The matter of precisely who is seated in the royal box that overlooks Center Court is among the biggest sources of daily drama during the Wimbledon fortnight. And the guest list for "People's Saturday" -- the tournament's middle Saturday, on which an extra measure of Center Court tickets are sold to the common folk who wait in line overnight -- was an exceptional treat.
With an eye toward London's bid for the 2012 Olympics, British Olympians of every era and discipline were invited, along with assorted international sports stars, and they joined the masses in sending a message to the International Olympic Committee, which will render its decision in Singapore on July 6, by shouting, "Hip! Hip! Hooray!" three times for London's quest.
Never has a group of athletes been quite so handsomely turned out. The world of golf was represented by Ernie Els, dressed in a dark suit, crisp white shirt and pink tie. Nearby were skater Jayne Torvill; Chelsea soccer captain Tessa Sanderson; and Lawrence Dallaglio from the world of rugby. Tennis greats Billie Jean King and Tony Trabert were there, along with British rowers, pentathletes, sailors and track stars. And each was introduced by veteran Wimbledon announcer John Barrett, who saved his best line for the star who overshadowed all others: Actor Sean Connery, a man, Barrett said, "who, as 007, deserved a fistful of gold medals for nocturnal sports!"

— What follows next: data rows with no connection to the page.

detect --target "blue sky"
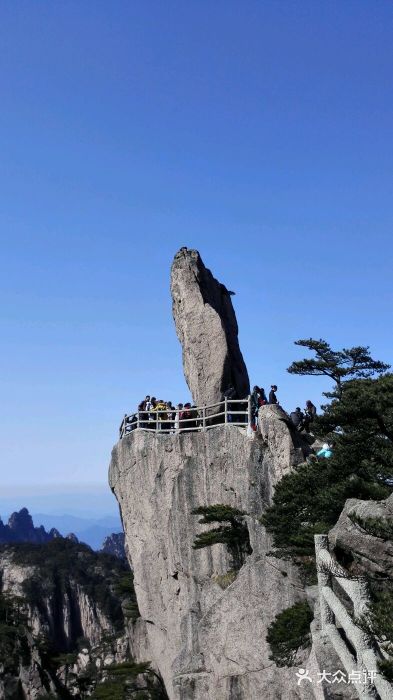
[0,0,393,492]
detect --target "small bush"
[214,569,237,590]
[266,601,313,666]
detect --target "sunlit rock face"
[171,248,250,406]
[110,415,304,700]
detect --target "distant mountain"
[0,508,61,544]
[33,513,123,550]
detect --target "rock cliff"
[171,248,250,406]
[110,407,304,700]
[0,538,137,700]
[109,249,318,700]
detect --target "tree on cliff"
[192,503,252,571]
[288,338,390,397]
[261,344,393,557]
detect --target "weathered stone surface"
[329,494,393,577]
[110,407,310,700]
[171,248,250,406]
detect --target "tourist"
[119,413,127,440]
[138,399,148,428]
[180,403,193,431]
[163,401,175,432]
[269,384,278,404]
[224,384,237,423]
[146,396,157,430]
[317,442,333,459]
[290,406,304,432]
[175,403,183,432]
[153,399,167,430]
[304,399,317,433]
[259,387,269,406]
[250,385,261,430]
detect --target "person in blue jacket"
[317,442,333,459]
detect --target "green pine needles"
[261,339,393,559]
[192,503,252,571]
[266,601,313,666]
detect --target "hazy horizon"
[0,0,393,492]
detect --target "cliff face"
[110,406,304,700]
[0,508,61,544]
[171,248,250,406]
[109,248,316,700]
[0,538,133,700]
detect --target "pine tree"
[261,374,393,556]
[192,503,252,571]
[266,601,313,666]
[288,338,390,396]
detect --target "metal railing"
[119,396,252,439]
[315,535,393,700]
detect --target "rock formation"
[0,508,61,544]
[329,494,393,579]
[110,407,304,700]
[101,532,127,559]
[109,249,316,700]
[0,538,140,700]
[171,248,250,406]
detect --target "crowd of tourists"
[120,395,198,435]
[119,384,332,457]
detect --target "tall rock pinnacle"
[171,248,250,406]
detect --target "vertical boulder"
[171,248,250,406]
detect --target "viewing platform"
[119,396,252,440]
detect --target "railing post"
[314,535,334,631]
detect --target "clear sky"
[0,0,393,492]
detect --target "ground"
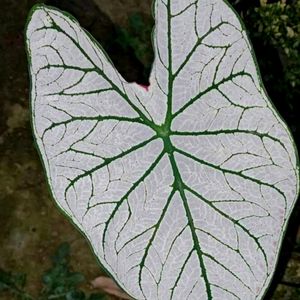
[0,0,300,300]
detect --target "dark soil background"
[0,0,300,300]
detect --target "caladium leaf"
[26,0,299,300]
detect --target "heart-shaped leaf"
[26,0,298,300]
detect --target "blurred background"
[0,0,300,300]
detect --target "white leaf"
[26,0,299,300]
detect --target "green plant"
[249,0,300,90]
[26,0,299,300]
[0,243,106,300]
[116,13,153,72]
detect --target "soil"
[0,0,300,300]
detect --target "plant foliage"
[26,0,299,300]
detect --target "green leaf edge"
[24,0,300,299]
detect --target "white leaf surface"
[26,0,299,300]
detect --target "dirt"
[0,0,300,300]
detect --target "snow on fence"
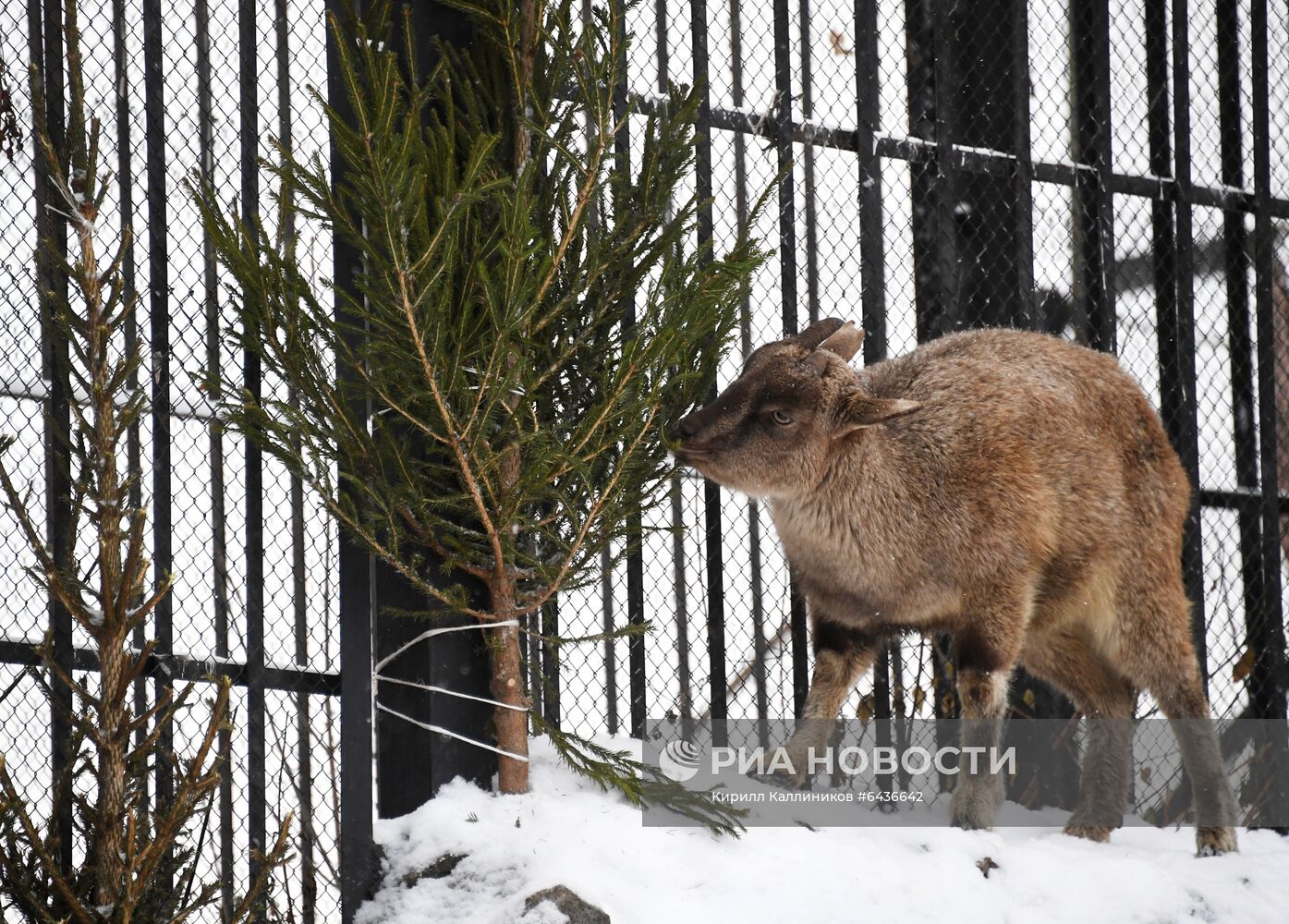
[0,0,1289,921]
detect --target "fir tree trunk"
[489,580,529,794]
[94,633,128,907]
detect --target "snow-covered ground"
[359,738,1289,924]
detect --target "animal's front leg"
[786,616,877,786]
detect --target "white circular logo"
[657,741,702,783]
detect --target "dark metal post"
[191,0,235,918]
[273,0,319,924]
[728,0,770,747]
[143,0,174,886]
[689,0,728,745]
[1206,4,1263,706]
[1249,0,1289,742]
[1160,0,1208,664]
[372,3,496,819]
[768,0,809,715]
[327,0,376,924]
[237,0,268,902]
[27,0,75,869]
[1070,0,1115,353]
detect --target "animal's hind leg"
[786,616,878,786]
[1021,630,1137,840]
[1122,576,1237,857]
[950,608,1026,830]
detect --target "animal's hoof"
[1195,827,1240,857]
[1064,825,1113,845]
[748,773,810,789]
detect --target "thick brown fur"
[675,320,1234,853]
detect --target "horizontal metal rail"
[632,94,1289,218]
[0,639,340,696]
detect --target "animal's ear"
[784,317,842,349]
[836,389,921,435]
[816,321,864,362]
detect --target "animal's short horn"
[816,321,864,362]
[787,317,843,349]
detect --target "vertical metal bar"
[600,549,619,735]
[1160,0,1208,670]
[773,0,809,715]
[798,0,819,323]
[855,0,887,365]
[237,0,268,902]
[1249,0,1289,726]
[930,3,962,336]
[1070,0,1116,353]
[1205,3,1262,700]
[614,4,646,737]
[27,0,75,869]
[728,0,770,747]
[274,0,317,924]
[326,0,376,924]
[193,0,233,918]
[541,598,559,728]
[907,0,947,342]
[112,0,152,896]
[664,487,694,741]
[1011,3,1038,323]
[143,0,174,886]
[653,0,672,87]
[689,0,728,745]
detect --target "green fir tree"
[197,0,764,829]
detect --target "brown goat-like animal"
[673,320,1236,855]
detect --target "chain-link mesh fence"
[0,0,1289,920]
[0,0,340,921]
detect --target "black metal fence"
[0,0,347,921]
[7,0,1289,920]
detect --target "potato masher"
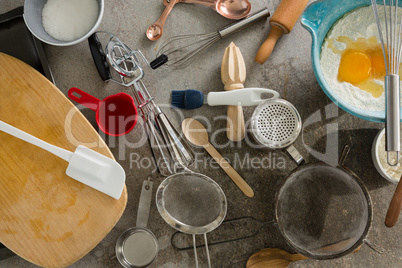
[250,98,304,164]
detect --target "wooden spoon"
[246,248,308,268]
[181,118,254,197]
[385,177,402,228]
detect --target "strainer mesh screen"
[163,174,226,227]
[277,165,369,257]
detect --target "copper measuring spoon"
[147,0,180,41]
[163,0,251,20]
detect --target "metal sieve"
[250,99,304,164]
[156,171,227,267]
[116,179,159,268]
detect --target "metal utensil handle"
[338,144,350,167]
[385,74,401,166]
[218,8,271,38]
[136,178,153,228]
[385,176,402,228]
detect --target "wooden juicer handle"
[255,0,308,64]
[221,42,246,141]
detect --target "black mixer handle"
[88,33,112,81]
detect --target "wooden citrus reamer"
[221,42,246,141]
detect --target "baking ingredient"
[42,0,99,41]
[320,6,402,111]
[378,129,402,181]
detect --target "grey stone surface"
[0,0,402,268]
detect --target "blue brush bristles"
[172,89,204,109]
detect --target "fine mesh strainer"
[156,172,227,267]
[275,145,383,259]
[251,99,303,164]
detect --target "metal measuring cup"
[116,179,159,268]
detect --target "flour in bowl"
[320,6,402,111]
[42,0,99,41]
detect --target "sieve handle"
[136,178,153,228]
[385,177,402,228]
[204,143,254,197]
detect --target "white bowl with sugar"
[24,0,104,46]
[371,128,402,184]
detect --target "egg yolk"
[338,50,372,84]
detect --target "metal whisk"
[150,8,270,69]
[371,0,402,166]
[89,32,194,176]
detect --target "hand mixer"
[150,8,270,69]
[371,0,402,166]
[89,32,194,176]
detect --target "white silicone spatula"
[0,120,126,199]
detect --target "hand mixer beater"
[371,0,402,166]
[89,32,194,176]
[150,8,270,69]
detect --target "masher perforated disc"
[251,99,301,149]
[156,173,227,234]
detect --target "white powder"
[320,5,402,111]
[42,0,99,41]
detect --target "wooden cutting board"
[0,53,127,267]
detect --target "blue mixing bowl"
[301,0,402,122]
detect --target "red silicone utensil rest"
[68,88,138,136]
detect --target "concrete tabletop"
[0,0,402,268]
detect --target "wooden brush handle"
[255,0,308,64]
[385,177,402,228]
[204,143,254,197]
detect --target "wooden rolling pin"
[246,248,308,268]
[221,42,246,141]
[385,177,402,228]
[255,0,308,64]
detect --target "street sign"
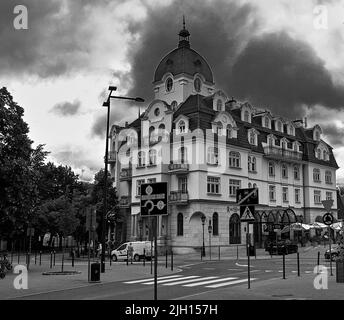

Connery, as it turned out, also deserved a medal for cheering most fervently among royal-box occupants for 18-year-old Andrew Murray, the Scottish tennis sensation, who made his Center Court debut Saturday against the tournament's No. 18 seed, Argentine David Nalbandian.
Murray wasn't expected to fare well, given his inexperience and his 312th ranking. But he stunned even the former James Bond by winning the first two sets, which whipped the flagrantly partisan crowd into a frenzy. All they had wanted was for Murray to acquit himself with dignity against the Argentine. But against all odds, Murray was in contention.
Nalbandian, understandably, was the fitter man and survived this day, storming back from a two-sets-to-one deficit to win, 6-7 (7-4), 1-6, 6-0, 6-4, 6-1.
With all the attention on Center Court, the American Andy -- second-seeded Andy Roddick, playing on Court No. 1 -- was reduced to an afterthought. But he was rewarded with an easy day's work after capping off a twice-interrupted five-setter on Friday, advancing to the fourth round with a 6-2, 6-2, 7-6 (7-4) victory over Igor Andreev. On the women's side, top-seeded Lindsay Davenport cruised past Dinara Safina, younger sister of Marat Safin, 6-2, 6-1; and Venus Williams ousted Daniela Hantuchova, 7-5, 6-3.